April Fools’ joke gone wrong – mom arrested for faking being shot


  • Arnthia Willis, a 58-year-old mother, was arrested after pranking her daughter that she got shot.
  • Her daughter called for an emergency response but the responding authorities did not find any irregularity at their home.
  • Police lieutenant Ronald Hunt said that the incident can be considered a “swatting call.”

A mother from Wichita, Kansas was arrested after making an April Fools’ prank on her daughter. Emergency response officers had to be sent to their home following her SMS that she got shot.

According to Wichita Eagle, 58-year-old woman Arnthia Willis was arrested in the Wichita suburb of Derby on Thursday for an alleged unlawful request for emergency assistance. 

Speaking with the reporters on Thursday, police Lieutenant Ronald Hunt said that officers were alerted to a reported shooting about 8:30 in the morning at the city’s northeastern part.

“Multiple police units, probably between 15 to 20 officers from the Wichita Police Department as well as fire department and EMS responded to the scene,” he said.

Since the cops were unable to make contact with anybody inside the residence, they destroyed the front door and searched the house, per the outlet. The house was empty, with no signs of any chaos.
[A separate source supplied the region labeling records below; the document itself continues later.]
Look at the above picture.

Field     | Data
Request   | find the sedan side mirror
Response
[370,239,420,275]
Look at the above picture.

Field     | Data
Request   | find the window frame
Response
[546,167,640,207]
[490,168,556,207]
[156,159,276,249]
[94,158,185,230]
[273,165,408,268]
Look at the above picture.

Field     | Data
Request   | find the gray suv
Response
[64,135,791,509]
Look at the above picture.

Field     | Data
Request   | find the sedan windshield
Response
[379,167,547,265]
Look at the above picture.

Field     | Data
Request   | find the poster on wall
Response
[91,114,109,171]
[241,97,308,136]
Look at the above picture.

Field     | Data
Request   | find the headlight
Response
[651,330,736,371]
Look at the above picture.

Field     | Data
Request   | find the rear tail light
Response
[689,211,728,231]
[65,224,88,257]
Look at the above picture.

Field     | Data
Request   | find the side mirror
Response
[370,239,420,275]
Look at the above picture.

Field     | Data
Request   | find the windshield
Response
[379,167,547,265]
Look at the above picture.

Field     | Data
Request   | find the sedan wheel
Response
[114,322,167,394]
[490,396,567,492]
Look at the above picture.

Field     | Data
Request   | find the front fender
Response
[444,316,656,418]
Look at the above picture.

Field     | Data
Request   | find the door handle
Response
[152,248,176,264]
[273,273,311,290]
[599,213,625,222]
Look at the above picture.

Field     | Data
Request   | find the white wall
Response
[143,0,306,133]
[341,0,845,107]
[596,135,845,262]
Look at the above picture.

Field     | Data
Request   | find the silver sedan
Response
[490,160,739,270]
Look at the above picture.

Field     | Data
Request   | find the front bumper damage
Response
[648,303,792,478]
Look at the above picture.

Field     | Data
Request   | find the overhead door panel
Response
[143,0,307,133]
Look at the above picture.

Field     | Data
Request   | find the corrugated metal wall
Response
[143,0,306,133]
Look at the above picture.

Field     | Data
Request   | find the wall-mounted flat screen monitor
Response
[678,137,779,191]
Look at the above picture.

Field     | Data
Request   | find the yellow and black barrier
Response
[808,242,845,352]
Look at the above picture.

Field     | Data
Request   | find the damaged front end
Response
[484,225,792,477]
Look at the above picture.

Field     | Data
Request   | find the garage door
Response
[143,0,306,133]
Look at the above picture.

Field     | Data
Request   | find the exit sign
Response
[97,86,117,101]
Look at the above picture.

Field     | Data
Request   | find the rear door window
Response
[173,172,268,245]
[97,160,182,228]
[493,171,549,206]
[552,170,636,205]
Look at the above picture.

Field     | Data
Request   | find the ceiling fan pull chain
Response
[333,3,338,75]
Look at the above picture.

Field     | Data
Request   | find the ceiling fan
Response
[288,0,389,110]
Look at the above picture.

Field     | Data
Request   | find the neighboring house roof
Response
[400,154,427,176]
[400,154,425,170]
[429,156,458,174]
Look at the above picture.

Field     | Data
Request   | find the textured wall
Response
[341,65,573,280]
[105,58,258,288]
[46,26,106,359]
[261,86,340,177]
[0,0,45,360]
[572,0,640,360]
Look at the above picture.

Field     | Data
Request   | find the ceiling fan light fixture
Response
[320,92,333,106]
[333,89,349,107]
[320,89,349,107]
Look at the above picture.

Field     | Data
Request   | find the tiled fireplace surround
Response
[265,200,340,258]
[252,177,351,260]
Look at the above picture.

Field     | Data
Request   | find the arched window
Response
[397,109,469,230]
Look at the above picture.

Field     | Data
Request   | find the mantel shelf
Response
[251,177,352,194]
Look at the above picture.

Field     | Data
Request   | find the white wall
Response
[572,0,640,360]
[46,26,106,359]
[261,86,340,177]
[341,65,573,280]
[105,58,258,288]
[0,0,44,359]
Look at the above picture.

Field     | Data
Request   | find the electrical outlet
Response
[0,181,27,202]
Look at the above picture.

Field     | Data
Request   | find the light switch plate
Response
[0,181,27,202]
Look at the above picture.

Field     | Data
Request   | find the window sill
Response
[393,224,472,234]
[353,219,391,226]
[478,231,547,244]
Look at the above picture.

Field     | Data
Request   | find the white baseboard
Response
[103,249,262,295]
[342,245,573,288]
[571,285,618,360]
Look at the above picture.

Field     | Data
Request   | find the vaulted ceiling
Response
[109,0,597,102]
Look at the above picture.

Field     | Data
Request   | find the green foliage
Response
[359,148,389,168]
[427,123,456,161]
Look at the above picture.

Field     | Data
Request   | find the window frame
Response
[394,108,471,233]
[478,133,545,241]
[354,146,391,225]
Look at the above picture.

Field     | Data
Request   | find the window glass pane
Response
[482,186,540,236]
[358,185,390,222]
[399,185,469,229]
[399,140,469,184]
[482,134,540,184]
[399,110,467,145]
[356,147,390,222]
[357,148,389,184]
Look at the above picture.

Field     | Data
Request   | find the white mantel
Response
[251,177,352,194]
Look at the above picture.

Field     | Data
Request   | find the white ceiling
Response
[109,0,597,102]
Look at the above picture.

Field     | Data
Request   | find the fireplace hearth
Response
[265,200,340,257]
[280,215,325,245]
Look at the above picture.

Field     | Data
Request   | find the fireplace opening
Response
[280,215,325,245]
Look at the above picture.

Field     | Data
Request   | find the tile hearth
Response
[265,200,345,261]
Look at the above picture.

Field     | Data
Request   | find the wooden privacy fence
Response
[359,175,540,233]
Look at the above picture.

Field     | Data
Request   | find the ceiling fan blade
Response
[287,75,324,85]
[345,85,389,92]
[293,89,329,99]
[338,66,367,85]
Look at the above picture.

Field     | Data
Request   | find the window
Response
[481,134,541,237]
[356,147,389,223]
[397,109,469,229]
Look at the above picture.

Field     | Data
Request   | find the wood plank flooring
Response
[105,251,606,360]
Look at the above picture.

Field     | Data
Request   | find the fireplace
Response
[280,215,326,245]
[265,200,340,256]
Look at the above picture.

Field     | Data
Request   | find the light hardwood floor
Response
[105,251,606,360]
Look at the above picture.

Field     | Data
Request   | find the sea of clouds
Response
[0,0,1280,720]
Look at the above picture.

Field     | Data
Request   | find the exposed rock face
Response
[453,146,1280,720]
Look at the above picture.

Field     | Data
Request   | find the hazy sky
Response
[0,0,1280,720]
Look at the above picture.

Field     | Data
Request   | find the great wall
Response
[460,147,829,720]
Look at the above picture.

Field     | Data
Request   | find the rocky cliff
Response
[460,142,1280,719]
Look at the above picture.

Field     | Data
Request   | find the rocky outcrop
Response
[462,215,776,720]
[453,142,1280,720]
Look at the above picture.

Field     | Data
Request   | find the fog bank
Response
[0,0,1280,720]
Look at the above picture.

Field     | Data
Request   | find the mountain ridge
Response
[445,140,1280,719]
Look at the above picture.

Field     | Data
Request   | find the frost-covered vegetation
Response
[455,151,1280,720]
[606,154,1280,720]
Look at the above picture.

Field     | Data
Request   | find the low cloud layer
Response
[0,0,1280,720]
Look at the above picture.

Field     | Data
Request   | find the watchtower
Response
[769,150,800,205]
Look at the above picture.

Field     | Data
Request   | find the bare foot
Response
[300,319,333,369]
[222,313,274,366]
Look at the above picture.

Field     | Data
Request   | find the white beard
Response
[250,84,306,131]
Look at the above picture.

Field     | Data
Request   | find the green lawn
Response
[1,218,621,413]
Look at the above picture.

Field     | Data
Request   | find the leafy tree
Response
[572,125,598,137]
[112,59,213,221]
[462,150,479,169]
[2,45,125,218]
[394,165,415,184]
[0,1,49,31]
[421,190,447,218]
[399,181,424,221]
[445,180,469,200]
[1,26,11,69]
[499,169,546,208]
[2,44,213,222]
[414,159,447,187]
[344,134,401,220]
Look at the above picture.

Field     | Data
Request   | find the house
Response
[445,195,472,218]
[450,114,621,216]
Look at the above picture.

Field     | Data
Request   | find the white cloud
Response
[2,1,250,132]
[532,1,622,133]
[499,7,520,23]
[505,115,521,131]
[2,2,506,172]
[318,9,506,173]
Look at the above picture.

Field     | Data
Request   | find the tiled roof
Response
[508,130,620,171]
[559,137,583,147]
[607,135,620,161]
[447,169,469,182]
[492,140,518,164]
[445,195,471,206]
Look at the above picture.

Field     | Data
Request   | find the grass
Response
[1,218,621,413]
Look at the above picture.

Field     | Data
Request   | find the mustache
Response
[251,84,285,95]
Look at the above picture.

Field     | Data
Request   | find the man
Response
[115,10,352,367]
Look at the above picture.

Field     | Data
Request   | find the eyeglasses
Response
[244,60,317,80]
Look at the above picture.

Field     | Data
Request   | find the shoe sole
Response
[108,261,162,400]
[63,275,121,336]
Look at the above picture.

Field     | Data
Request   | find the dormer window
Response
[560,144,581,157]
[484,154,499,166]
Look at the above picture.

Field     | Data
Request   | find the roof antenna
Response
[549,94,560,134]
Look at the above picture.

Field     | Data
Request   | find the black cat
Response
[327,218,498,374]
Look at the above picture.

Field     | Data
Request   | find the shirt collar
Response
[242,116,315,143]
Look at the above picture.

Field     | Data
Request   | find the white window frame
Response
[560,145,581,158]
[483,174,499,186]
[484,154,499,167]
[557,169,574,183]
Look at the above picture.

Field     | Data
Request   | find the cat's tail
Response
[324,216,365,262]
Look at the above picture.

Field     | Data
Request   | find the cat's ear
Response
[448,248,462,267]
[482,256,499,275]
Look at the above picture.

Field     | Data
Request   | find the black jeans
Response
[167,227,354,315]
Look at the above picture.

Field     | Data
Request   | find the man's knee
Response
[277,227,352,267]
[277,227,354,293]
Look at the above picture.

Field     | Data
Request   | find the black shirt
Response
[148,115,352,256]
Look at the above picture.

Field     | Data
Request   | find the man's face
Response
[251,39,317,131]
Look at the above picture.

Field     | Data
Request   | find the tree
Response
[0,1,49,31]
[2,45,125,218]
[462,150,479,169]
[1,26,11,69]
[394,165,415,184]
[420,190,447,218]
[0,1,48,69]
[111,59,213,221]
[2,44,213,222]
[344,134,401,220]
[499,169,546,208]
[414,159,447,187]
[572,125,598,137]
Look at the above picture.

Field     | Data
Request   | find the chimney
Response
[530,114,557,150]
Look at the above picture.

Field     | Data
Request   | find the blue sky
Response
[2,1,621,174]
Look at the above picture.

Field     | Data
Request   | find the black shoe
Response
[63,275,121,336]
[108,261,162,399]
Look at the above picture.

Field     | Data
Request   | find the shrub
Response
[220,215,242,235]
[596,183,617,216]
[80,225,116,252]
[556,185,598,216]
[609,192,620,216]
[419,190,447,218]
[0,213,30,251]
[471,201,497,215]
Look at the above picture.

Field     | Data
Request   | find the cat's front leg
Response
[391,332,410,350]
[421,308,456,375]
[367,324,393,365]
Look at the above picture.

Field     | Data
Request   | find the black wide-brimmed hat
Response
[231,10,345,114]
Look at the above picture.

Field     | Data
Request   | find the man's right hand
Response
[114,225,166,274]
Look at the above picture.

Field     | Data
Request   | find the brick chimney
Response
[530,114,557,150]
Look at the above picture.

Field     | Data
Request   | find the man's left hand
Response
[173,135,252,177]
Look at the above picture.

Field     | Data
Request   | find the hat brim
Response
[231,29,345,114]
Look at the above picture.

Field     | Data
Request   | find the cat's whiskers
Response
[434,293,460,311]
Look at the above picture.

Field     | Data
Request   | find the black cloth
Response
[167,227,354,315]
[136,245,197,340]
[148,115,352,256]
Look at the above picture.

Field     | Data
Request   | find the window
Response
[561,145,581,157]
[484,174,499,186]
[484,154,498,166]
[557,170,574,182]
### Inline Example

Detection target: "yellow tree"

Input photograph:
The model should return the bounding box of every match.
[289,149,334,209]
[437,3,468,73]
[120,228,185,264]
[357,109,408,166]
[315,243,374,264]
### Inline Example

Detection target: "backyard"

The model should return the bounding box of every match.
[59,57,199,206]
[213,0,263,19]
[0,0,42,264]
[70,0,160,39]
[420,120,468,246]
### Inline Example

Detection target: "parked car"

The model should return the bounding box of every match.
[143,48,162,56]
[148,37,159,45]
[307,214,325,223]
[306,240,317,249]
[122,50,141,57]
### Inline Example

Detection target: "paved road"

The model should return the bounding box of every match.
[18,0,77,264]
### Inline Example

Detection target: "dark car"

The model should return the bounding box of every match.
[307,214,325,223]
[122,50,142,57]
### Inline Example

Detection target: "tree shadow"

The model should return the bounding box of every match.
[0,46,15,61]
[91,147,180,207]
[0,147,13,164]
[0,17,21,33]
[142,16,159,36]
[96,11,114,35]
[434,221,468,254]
Later on, authorities found out that Willis just made a joke on her daughter while she was working in her office. In a text she sent, she said that she got shot and then intentionally ended the conversation. 

Alarmed, Willis’ daughter called an emergency response so a team was deployed to their home to respond to the incident, per the ABC-affiliated KAKE TV station report.

“Through further investigation, we learned that this was an April Fools’ joke played on the daughter by the mother,” Hunt said.

“April Fools’ can be a good, funny little joke in some circumstances,” the lieutenant said, arguing that this kind of joke is uncalled for, especially when it would involve the police. “This is a situation that is very dangerous,” he continued.

The incident could be treated as a “swatting call.” In this particular instance, a caller would reach out to 911 and make a false emergency report that would cause a response team to go to the reported place of the incident. Those prank calls have resulted in wrongful arrests and even casualties.